Am Dienstag, den 04.10.2005, 14:28 +0200 schrieb Henry Story: 
> 
> On 28 Sep 2005, at 14:48, Reto Bachmann-Gmür wrote:
> >
> > [snip lots of interesting stuff, to get to later]
> 
> > Note that the first two entries share the same value of atom:updated,
> > this is a SHOULD-Level violation of section 4.1.1. I think the spec
> > should allow multiple entries with the same timestamp iff they  
> > differ by
> > language and/or content-type. In multilingual countries like  
> > Switzerland
> > it is required (as for laws) or at least a matter of political
> > correctness (as for press releases) for some publications to be
> > published at the same time in all language versions.
> 
> Why not publish content negotiated atom feeds, so that the French  
> version
> of the feed only contains french entries, the German version only German
> entries, the Italian one only Italian ones, and the Romansh one only  
> Romansh
> entries? Then the user would subscribe to the feed serving the  
> entries in
> the language preferred by the author.
> 
> Of course since in Switzerland the German, French and Italian  
> representations
> of the feed have to appear simultaneously they will each contain  
> entries with
> identical ids and identical atom:updated time stamps. This would not  
> contradict
> the atom spec which mentions only that in a particular feed document two
> entries with the same id should not have the same updated time stamp.  
> It is
> something on the other hand that an ontology of atom would have to be  
> careful
> about (or a database consuming atom feeds), as it would have to take  
> into
> account the possibility of multiple language versions of the same  
> update of
> an entry.
This would be a solution not to violate the spec in this point. Still I
don't get the intention of the requirement of having different timestamp
for entries with different language or content-type.
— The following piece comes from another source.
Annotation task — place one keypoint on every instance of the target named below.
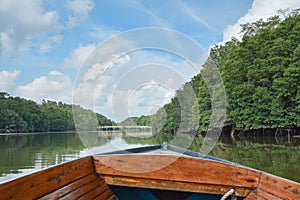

Thanks to
http-content negotiation abilities delivering only the version of an
entry that best matches the client request is possible and makes
generally sense - but as long as I don't understand the rationale in the
spec it still feels a bit like a hack. 

Also, the HTTP-Accept Header sent by the client when requesting the feed
describes the preferred format of the feed itself and not necessarily of
its entries. So it may be wrong to conclude a preference on the version
of the entries from a header like: "Accept: text/xml, */*; q=0.1".